A reverse-generation, dual-stream pipeline that synthesizes the stylized target first, then derives a structure-aligned content chart — cutting content leakage at the data level.
100,744 high-quality style-transfer triplets spanning 36 chart types and 3 visualization families, with style-space resampling and multi-dimensional quality filtering.
300 curated content–style pairs with 6 metrics covering structural fidelity, style consistency, and content integrity — the first systematic testbed for the task.
Given an input image, style transfer aims to recast it into the style of a reference image while preserving its content. While this problem is well addressed for natural images, we find that structured images such as charts, diagrams, and tables demand capabilities fundamentally distinct from natural image stylization: visual elements encode data through geometry (bar heights, arc angles, point positions), and dense text must be preserved exactly. We term this structured style transfer: changing appearance while keeping strict element-level fidelity. Even frontier models like GPT-Image-1.5 and Nano-Banana-Pro often struggle here, producing inconsistent transfer, structural distortion, and content leakage.

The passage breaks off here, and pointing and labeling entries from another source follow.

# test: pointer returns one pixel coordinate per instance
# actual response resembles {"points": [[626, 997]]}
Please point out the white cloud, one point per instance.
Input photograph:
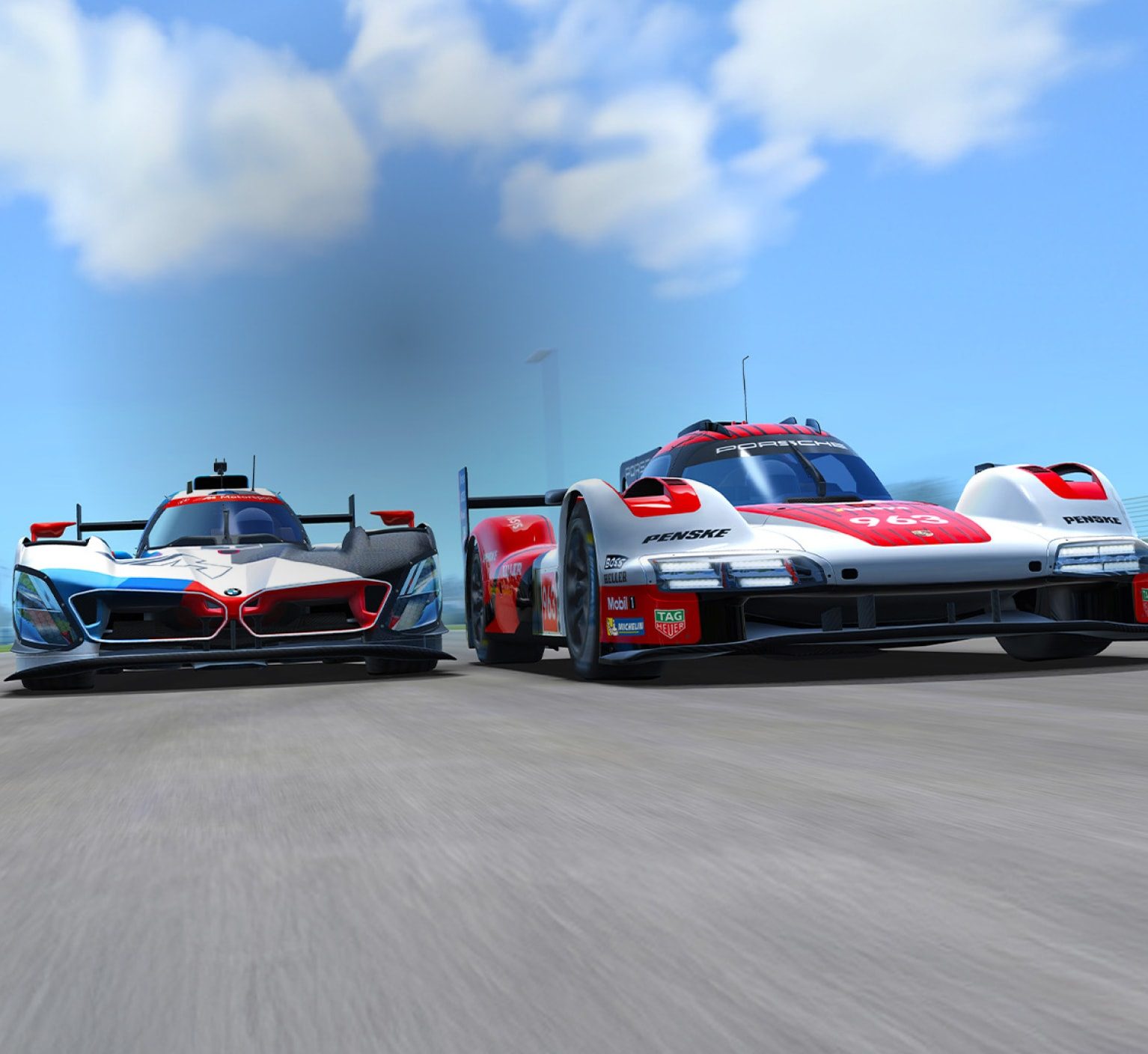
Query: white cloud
{"points": [[157, 153], [651, 186], [929, 79], [157, 150]]}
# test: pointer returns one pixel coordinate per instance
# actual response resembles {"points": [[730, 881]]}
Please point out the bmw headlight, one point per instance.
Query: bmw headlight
{"points": [[1118, 557], [419, 602], [39, 619]]}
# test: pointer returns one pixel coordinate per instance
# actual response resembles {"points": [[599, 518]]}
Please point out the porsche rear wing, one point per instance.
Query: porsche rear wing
{"points": [[505, 501], [635, 466]]}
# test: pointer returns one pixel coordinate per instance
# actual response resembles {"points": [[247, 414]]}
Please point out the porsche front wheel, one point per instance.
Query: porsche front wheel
{"points": [[582, 596]]}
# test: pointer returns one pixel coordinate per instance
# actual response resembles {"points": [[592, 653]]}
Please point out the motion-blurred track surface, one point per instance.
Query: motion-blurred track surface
{"points": [[923, 851]]}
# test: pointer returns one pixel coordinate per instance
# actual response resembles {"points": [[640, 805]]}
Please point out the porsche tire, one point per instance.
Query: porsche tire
{"points": [[492, 649], [379, 667], [82, 681], [1044, 647], [582, 597]]}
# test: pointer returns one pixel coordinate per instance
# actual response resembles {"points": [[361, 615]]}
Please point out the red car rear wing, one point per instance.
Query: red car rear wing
{"points": [[504, 501]]}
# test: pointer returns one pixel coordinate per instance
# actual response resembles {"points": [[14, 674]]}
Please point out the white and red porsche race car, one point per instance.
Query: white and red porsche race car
{"points": [[223, 576], [780, 539]]}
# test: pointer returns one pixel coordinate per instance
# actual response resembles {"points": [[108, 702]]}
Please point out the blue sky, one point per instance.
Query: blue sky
{"points": [[332, 234]]}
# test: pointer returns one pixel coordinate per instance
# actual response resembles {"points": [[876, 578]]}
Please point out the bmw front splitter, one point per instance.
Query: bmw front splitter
{"points": [[222, 657], [783, 641]]}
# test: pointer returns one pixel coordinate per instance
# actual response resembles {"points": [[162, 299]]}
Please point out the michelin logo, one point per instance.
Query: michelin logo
{"points": [[626, 627]]}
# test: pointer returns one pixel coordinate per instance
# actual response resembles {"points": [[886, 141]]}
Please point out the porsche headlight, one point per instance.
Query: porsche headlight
{"points": [[1117, 557], [38, 618], [744, 571], [419, 602]]}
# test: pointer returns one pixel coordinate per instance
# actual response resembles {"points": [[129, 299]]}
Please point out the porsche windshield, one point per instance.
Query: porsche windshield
{"points": [[234, 522], [775, 471]]}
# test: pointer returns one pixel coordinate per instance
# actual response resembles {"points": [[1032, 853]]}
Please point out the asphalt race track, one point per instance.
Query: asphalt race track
{"points": [[923, 851]]}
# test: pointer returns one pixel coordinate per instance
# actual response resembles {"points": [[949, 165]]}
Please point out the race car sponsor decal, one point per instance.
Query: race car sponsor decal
{"points": [[613, 574], [1141, 596], [548, 591], [884, 524], [198, 499], [687, 535], [670, 623], [783, 445], [621, 603], [626, 627]]}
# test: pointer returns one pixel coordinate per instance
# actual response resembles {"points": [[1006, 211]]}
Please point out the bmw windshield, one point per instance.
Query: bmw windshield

The obvious fix — training on data that restyles a content chart toward a reference — inherits these failures: it distorts the content and leaks the reference into the target.
We introduce ChartForge, a data pipeline that instead builds triplets in reverse: starting from a style image, it produces a target of similar style but different content, then a matching content chart. Because the content is derived from the target, the two stay structurally consistent, with style and content disentangled from the start, avoiding forward-pipeline leakage. With style-space resampling and multi-dimensional filtering, ChartForge yields ChartStyle-100K, over 100K triplets across 36 chart types and 3 visualization families. For evaluation, we further build ChartStyle-Bench, a benchmark of 300 content–style pairs with 6 metrics. Training ReChart by progressively fine-tuning Qwen-Image-Edit on ChartStyle-100K achieves the best overall performance across all baselines, including GPT-Image-1.5 and Nano-Banana-Pro.
Leading image editors fail systematically on structured visualizations — style inconsistency, structural distortion that corrupts data-encoding geometry, and content leakage.
A reverse-generation, dual-stream framework producing structure-consistent triplets (style Is, content Ic, target It).
A large-scale dataset for structured visualization style transfer, built entirely by ChartForge.
We obtain ReChart through progressive fine-tuning of Qwen-Image-Edit; its comparison against state-of-the-art baselines on ChartStyle-Bench is shown below. ↑ indicates higher is better, ↓ indicates lower is better; bold marks the best per column.
| Model | LLM Evaluation | Perceptual Metrics | |||||
|---|---|---|---|---|---|---|---|
| Content↑ | Style↑ | Leakage↓ | Overall↑ | Semantic↑ | Fidelity↑ | OCRScore↑ | |
| StyleStudio | 1.00 | 1.67 | 0.06 | 1.17 | 0.58 | 0.47 | 0.01 |
| CSGO | 1.00 | 1.97 | 0.02 | 1.25 | 0.55 | 0.46 | 0.01 |
| OmniGen2 | 1.11 | 2.66 | 0.57 | 1.14 | 0.54 | 0.53 | 0.04 |
| FLUX.2-dev | 1.75 | 3.80 | 0.80 | 1.29 | 0.59 | 0.73 | 0.26 |
| Edit-R1 | 1.85 | 3.25 | 0.63 | 1.35 | 0.65 | 0.66 | 0.28 |
| Seedream 4.0 | 2.39 | 3.70 | 0.51 | 2.00 | 0.74 | 0.56 | 0.50 |
| GPT-Image-1 | 2.31 | 2.96 | 0.05 | 2.30 | 0.77 | 0.46 | 0.54 |
| GPT-Image-1.5 | 3.30 | 3.04 | 0.06 | 2.82 | 0.80 | 0.48 | 0.73 |
| Nano-Banana | 3.57 | 2.66 | 0.20 | 2.44 | 0.87 | 0.50 | 0.77 |
| Nano-Banana-2 | 3.48 | 3.75 | 0.48 | 2.59 | 0.76 | 0.54 | 0.71 |
| Nano-Banana-Pro | 3.79 | 3.58 | 0.32 | 2.84 | 0.77 | 0.54 | 0.72 |
| Qwen-Image-Edit | 2.75 | 2.73 | 0.51 | 1.58 | 0.76 | 0.62 | 0.54 |
| ReChart (Ours) | 3.96 | 2.90 | 0.05 | 3.03 | 0.89 | 0.49 | 0.76 |
ReChart achieves the best overall score and content preservation while keeping content leakage low and stylistic fidelity competitive against state-of-the-art commercial models.
Given a style reference and a content chart, baselines often show style misalignment, structural distortion, text errors, or content leakage — ReChart yields the best overall results.